I'm doing this blog because I have hope in our nation.  We are the greatest nation in the world, and I believe we can become even greater.  Our differences should not keep us from talking, but rather should allow us the opportunity to open a discussion.  In fact, our great diversity should allow the best possible solution to arise through the conversation - if only we can have that conversation without yelling or walking out of the room!

Some of you may be thinking this sounds like some hopey-changey, pie-in-the-sky dreaming.  In one way, I mean it to be exactly the opposite!  I believe that IDEAS have POWER. Only by having candid, respectful conversation can these ideas be given body.  To have a conversation, though, we have to speak the same language.

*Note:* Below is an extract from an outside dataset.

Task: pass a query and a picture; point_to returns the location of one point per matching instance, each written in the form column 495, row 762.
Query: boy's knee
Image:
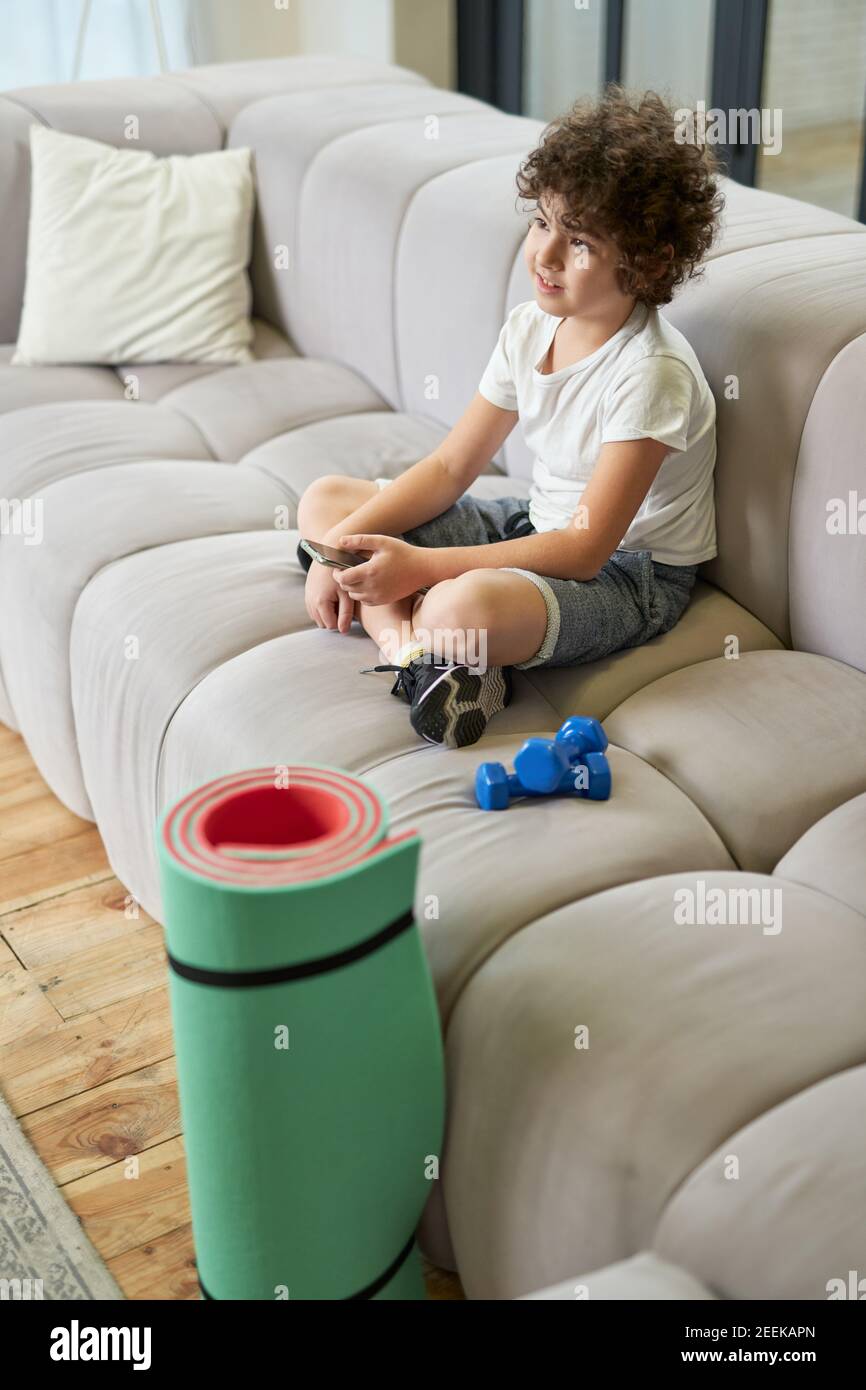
column 466, row 601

I believe that finding common values to which we can relate provides us with that common language, and from that language can emerge a pragmatic conversation.  If we don't find that common language and start a conversation soon, our country may be in some serious trouble.

On the other hand, I think dreaming is a wonderful thing.  It was dreams of a better life that led the Pilgrims across the Atlantic.  It was dreams of freedom that led soldiers from the Revolution to Iraq to risk their lives for this country and its values.  It was a dream that led Martin Luther King, Jr. and other civil rights leaders to claim the American promise that had been withheld from them for hundreds of years.  It is this grand tradition of American dreaming that I want to pick up and build upon. 

We don't have to think alike to dream alike, and we don't have to be the same to work together for the country we love.

Let's prove that Americans are not hopelessly divided.


Let's prove that real conversations can lead to real solutions.


Let's prove that the American dream is alive and well!